Turning to the question of general jurisdiction, the court relied on 28 U.S.C. §1391, titled “Venue generally,” which provides in relevant part:
 
“(a) A civil action where jurisdiction is founded only on diversity of citizenship may, except as otherwise provided by law, be brought only in (1) a judicial district where any defendant resides, if all defendants reside in the same State, (2) a judicial district in which a substantial part of the events or omissions giving rise to the claim occurred, or a substantial part of property that is the subject of the action is situated, or (3) a judicial district in which any defendant is subject to personal jurisdiction at the time the action is commenced, if there is no district in which the action may otherwise be brought.

 
“(c) For purposes of venue under this chapter, a defendant that is a corporation shall be deemed to reside in any judicial district in which it is subject to personal jurisdiction at the time the action is commenced… .
 
“None of these provisions is satisfied here.
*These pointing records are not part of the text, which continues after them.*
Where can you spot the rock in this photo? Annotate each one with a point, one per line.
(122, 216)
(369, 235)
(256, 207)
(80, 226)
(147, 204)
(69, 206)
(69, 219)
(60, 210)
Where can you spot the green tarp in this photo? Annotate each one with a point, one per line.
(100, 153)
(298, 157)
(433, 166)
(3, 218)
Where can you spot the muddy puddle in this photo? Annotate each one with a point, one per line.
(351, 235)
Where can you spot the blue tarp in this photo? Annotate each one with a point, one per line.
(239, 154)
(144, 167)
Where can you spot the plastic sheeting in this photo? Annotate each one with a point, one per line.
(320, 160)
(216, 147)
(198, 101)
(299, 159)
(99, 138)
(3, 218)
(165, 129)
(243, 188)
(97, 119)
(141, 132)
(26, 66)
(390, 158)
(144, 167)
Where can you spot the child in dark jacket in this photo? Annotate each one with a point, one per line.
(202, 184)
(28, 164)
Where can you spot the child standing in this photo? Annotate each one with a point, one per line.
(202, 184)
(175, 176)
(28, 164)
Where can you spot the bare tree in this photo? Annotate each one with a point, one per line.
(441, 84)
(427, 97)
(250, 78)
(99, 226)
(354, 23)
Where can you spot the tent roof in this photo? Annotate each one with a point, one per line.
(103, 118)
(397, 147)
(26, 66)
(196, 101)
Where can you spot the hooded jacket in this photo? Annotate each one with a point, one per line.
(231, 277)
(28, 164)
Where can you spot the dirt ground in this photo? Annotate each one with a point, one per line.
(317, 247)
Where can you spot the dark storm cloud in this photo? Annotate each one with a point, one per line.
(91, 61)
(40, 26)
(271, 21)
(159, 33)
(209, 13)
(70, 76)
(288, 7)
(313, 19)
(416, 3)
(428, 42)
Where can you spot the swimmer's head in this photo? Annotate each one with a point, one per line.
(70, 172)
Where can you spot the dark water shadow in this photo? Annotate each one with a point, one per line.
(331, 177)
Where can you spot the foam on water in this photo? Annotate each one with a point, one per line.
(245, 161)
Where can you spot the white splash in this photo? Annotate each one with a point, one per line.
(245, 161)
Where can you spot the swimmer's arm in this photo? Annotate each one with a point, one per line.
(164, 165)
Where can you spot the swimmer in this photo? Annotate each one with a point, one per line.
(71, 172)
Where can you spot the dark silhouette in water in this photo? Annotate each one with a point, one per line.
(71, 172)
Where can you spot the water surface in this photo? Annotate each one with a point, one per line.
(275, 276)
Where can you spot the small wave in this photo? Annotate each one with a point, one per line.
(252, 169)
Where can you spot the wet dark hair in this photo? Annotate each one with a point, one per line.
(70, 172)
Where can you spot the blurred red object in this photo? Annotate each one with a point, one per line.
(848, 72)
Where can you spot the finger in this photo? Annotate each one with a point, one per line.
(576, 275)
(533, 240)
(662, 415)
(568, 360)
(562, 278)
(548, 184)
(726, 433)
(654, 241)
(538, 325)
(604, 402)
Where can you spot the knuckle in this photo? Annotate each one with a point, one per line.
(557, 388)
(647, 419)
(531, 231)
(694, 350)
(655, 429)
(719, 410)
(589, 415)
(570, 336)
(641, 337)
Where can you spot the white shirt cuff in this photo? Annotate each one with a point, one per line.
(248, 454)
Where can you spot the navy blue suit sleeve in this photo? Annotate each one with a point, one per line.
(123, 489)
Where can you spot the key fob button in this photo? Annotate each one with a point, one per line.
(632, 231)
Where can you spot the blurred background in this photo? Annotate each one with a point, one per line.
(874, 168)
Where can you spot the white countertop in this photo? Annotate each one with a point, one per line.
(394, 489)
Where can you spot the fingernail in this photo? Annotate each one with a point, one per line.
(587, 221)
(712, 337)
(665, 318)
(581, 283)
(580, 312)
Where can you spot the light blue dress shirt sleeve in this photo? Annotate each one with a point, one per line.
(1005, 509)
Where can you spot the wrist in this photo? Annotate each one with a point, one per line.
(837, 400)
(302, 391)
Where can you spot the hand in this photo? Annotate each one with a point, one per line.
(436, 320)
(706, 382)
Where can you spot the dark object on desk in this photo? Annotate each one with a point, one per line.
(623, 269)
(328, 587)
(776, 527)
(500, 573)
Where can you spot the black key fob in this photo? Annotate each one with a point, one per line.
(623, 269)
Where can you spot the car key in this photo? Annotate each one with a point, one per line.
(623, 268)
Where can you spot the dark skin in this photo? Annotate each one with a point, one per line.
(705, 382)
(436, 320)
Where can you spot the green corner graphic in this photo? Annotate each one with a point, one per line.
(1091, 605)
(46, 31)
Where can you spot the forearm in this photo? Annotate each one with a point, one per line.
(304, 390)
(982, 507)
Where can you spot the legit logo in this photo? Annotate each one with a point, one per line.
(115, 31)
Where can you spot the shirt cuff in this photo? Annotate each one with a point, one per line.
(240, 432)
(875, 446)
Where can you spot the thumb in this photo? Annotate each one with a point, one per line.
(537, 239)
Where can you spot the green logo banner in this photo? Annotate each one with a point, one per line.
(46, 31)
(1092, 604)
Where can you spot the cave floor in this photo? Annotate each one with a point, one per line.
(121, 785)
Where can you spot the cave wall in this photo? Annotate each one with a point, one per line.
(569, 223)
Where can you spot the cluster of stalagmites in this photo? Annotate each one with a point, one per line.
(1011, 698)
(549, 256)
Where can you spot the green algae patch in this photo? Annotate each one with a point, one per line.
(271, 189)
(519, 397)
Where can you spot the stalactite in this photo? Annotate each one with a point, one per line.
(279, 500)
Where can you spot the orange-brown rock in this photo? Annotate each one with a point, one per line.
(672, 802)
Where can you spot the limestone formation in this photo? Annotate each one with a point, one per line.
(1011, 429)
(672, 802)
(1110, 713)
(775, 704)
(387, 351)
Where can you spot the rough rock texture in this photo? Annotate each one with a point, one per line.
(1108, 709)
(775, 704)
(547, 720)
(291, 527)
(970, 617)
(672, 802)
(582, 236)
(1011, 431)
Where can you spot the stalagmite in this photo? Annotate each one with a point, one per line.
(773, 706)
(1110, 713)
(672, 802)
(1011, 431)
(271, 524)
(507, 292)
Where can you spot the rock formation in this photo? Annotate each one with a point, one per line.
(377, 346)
For purposes of subsection (a)(2), no events or omissions giving rise to Plaintiff’s claims occurred in Pennsylvania. The accident itself, and all possible relevant relationships between the parties, occurred in Ithaca, New York, which is located in the Northern District of New York. Subsection (a)(3) is similarly inapplicable, as it specifically applies only ‘if there is no other district in which the action may otherwise be brought.’ Here, this action could have been brought in the United States District Court for the Northern District of New York, where Ithaca and Cornell, and accordingly the location of the accident, are located.”
 
Turning to TumblTrak’s motion to dismiss, the court again relied on § 1391.
 
“As with Defendant Cornell, subsections (2) and (3) do not apply to TumblTrak. Thus, the only remaining subsection under which Plaintiff could possibly satisfy venue is subsection (1). Under this subsection, venue would be appropriate here only if all defendants are determined to ‘reside’ within Pennsylvania. It is true that under § 1391(c), Tumbltrak is deemed to reside in any judicial district in which it is subject to personal jurisdiction at the time the action is commenced. However, as discussed above, defendant Cornell is not subject to the personal jurisdiction of this court, and accordingly is not deemed to “reside” within Pennsylvania. Therefore, all of the defendants do not ‘reside’ in Pennsylvania for the purposes of § 1391(a)(1), and Plaintiff cannot rely upon that subsection. Venue in this district is therefore improper for Defendant TumblTrak. However, under § 1391, venue would be proper in the Northern District of New York.”
 
The court went on to suggest that transferring this action to the United States District Court for the Northern District of New York “would better serve the interests of justice than dismissal of the action. See 28 U.S.C. § 1631.
 
“As discussed above, personal jurisdiction and venue are proper in the Northern District of New York as Cornell’s place of business is located there and Plaintiff’s injuries occurred there. See 28 U.S.C. § 1391(a), (c). Moreover, a transfer is in the interest of justice because it will prevent the duplication of filing costs.”
 
Randall Duchesneau v. Cornell University, et al.; E.D. Pa.; Civil Action No. 08-4856, 2009 U.S. Dist. LEXIS 19125; 2/26/09
 
Attorneys of Record: (for plaintiff) Stewart J. Eisenberg, Lead Attorney, Daniel Joseph Sherry, Jr., Eisenberg, Rothweiler, Winkler, Eisenberg & Jeck P.C., Philadelphia, Pa. (for defendant) Allen R. Bunker, Comeau & Bunker, Philadelphia, Pa.; Daniel J. Mccarthy, Susan R. Engle, Lead Attorneys, Wilson Elser Moskowitz Edelman, Philadelphia, Pa.